Bem, o currículo como eu estou estudando né, no curso de formação, a gente vê que é uma forma viva, é algo que tem que ser, não é estático. Tem que ser algo maleável, é, que envolva conhecimentos através do lúdico, porque esse eixo que existe na brincadeira ele tem que ser valorizado na educação infantil, criança aprende brincando e não a coisa parada, questão de conteúdos formais, trabalhados de forma tradicionais. (Professora Eva, Primeira Sessão de Entrevista Individual).

Na voz da professora Eva, podemos observar, uma problematização acerca de conteúdos formais trabalhados de forma tradicionais. Há uma preocupação com as especificidades de um currículo para educação infantil, seu caráter lúdico e o papel/lugar da brincadeira que se apoia na “forma” – metodologia de trabalho. Em oposição ao currículo estático e conteúdos formais, a professora fala de uma forma viva, de trabalhar os conteúdos na brincadeira – em movimento, e não de forma parada – tradicional.

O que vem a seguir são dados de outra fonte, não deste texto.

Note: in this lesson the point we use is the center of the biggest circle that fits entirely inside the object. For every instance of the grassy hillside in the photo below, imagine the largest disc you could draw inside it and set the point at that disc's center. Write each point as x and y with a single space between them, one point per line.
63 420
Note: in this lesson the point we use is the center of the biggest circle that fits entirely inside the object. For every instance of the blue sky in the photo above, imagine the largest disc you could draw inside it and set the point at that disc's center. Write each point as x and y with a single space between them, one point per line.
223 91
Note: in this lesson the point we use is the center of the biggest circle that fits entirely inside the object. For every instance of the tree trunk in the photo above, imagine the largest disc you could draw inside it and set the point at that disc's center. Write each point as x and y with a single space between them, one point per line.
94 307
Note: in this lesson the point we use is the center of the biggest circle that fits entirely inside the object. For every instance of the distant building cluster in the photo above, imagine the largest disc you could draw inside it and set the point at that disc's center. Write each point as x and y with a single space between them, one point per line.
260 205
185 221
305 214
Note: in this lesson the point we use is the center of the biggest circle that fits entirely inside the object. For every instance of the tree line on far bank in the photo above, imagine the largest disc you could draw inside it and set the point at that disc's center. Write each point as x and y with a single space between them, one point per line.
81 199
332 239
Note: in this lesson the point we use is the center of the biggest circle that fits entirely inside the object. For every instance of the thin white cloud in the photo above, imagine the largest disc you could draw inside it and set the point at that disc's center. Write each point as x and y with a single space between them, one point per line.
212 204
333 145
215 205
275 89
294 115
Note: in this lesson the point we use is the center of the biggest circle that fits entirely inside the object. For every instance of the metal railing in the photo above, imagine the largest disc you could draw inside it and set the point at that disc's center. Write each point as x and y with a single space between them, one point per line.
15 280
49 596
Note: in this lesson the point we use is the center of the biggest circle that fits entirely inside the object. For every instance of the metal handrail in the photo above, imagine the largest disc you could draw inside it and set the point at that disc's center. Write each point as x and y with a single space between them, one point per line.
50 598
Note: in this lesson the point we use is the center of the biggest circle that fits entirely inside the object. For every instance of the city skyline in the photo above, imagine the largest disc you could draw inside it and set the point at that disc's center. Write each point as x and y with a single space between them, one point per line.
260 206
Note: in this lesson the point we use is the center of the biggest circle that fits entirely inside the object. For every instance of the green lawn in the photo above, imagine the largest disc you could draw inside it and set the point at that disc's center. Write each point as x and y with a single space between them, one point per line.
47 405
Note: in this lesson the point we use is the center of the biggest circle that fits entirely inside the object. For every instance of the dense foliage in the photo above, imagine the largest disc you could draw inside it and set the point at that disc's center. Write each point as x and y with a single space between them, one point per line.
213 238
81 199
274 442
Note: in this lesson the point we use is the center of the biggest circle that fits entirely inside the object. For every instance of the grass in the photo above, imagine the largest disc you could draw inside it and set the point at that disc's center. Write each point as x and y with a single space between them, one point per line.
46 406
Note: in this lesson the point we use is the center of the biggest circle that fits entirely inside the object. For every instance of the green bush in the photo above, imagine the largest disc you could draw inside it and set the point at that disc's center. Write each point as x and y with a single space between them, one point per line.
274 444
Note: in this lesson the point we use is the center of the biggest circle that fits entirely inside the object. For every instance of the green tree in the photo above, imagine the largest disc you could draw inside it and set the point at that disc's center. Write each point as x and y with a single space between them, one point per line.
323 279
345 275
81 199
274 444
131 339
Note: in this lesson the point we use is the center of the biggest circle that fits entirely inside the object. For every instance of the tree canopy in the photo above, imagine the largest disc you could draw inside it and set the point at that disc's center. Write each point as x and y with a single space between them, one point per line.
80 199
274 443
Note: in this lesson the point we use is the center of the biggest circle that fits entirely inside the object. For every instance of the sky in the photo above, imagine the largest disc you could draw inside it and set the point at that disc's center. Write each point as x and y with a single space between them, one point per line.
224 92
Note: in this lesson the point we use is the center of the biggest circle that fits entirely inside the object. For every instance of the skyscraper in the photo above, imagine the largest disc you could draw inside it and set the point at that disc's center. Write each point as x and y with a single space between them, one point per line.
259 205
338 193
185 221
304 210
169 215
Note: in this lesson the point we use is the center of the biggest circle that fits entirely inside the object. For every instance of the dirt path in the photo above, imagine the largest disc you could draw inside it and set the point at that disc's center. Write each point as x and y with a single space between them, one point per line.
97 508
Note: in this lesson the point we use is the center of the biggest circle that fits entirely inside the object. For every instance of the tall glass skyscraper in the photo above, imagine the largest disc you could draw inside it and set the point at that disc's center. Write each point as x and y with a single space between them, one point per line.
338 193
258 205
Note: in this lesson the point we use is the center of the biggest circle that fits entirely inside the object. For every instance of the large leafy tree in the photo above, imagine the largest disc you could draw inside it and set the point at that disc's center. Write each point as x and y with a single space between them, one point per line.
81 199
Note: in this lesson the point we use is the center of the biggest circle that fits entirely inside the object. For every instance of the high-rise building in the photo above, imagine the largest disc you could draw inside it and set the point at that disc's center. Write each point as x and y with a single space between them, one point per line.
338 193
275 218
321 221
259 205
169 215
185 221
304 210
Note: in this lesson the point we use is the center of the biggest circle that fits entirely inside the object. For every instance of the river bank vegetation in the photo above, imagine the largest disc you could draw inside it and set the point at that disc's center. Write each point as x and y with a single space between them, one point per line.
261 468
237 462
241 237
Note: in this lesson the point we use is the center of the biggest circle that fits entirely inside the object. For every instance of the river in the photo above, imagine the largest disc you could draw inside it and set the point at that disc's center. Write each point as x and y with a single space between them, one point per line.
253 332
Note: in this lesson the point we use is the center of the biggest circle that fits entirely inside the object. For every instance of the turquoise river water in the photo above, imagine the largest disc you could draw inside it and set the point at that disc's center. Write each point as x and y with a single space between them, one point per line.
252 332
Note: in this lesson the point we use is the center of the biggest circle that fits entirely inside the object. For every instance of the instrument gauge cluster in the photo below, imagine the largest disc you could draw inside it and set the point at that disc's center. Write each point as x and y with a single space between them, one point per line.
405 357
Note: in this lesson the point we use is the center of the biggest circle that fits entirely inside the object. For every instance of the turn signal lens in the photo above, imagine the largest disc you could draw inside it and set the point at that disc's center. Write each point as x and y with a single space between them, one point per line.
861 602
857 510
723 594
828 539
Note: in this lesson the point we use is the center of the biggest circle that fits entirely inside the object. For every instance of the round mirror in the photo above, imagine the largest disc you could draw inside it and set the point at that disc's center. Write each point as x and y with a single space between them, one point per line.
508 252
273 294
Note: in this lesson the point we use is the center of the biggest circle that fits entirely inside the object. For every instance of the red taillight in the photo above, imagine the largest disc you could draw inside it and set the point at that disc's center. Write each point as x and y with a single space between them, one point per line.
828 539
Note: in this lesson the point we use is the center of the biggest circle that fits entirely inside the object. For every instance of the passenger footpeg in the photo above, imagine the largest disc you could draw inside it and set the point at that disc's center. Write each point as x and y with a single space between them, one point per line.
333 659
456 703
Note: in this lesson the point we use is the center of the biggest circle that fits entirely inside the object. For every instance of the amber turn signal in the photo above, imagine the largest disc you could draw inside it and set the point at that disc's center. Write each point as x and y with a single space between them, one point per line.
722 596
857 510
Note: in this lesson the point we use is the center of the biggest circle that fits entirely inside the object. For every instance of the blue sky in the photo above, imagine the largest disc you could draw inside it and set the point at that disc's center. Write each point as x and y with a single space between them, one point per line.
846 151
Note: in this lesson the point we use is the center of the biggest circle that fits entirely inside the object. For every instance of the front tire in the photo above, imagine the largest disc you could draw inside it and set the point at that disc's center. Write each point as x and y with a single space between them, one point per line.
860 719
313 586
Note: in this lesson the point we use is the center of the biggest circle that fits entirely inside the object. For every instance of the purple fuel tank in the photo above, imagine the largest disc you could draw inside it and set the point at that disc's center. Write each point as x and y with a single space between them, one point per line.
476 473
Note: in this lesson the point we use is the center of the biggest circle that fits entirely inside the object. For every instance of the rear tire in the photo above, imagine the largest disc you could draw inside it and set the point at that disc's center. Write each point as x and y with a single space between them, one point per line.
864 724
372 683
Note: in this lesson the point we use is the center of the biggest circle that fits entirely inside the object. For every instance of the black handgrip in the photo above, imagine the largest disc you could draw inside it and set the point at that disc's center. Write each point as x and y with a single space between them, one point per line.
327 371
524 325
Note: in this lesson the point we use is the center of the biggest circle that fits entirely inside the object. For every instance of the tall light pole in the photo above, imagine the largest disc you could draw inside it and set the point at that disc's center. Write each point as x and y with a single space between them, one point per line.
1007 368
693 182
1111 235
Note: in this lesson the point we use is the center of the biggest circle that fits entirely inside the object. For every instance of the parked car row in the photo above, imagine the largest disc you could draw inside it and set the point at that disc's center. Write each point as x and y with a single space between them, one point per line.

O currículo como conjunto de experiências e práticas que envolvem saberes prévios e ampliação de conhecimentos

A ideia de currículo construído a partir das práticas, das experiências das crianças, aparece na voz na professora Marta, que se aproxima das proposições de articulação e ampliação de conhecimentos e experiências propostas nas DCNEI.

Currículo na Educação Infantil ‘pra’ mim inclui a questão das vivências, conhecimento prévio das crianças e aquilo que a gente consegue construir na sala a partir do conhecimento que eles trazem. Sobre a família, sobre o ambiente que eles vivem, sobre a questão da natureza, aí... disso aí que a gente parte ‘pra’ o conhecimento mais teórico que é dar significado aquele conhecimento que eles já trazem de casa e levar novos conhecimentos. (Professora Marta, Primeira Sessão de Entrevista Individual)

De um modo geral, observamos que a ideia de currículo como prescrição, pautada nas teorias tradicionais e tecnicistas de currículo, aparece nas vozes de todas as professoras entrevistadas. A questão central do currículo no âmbito das teorias críticas e pós-críticas, refere-se ao “por quê?” – Por quê esse conhecimento e não outro? Tais teorias “estão preocupadas com as conexões entre saber, identidade e poder”. (SILVA, 2005, p. 17). Nesta perspectiva, as professoras seriam sujeitos/autoras dos processos de construção curricular. No entanto, ainda observamos em suas vozes, um distanciamento dessa autoria, desse entendimento de currículo como práxis, como conjunto de práticas que articula experiências e amplia conhecimentos. O que nos remeteu para buscar entender “com base em que acontece o planejamento – a definição de conhecimentos”.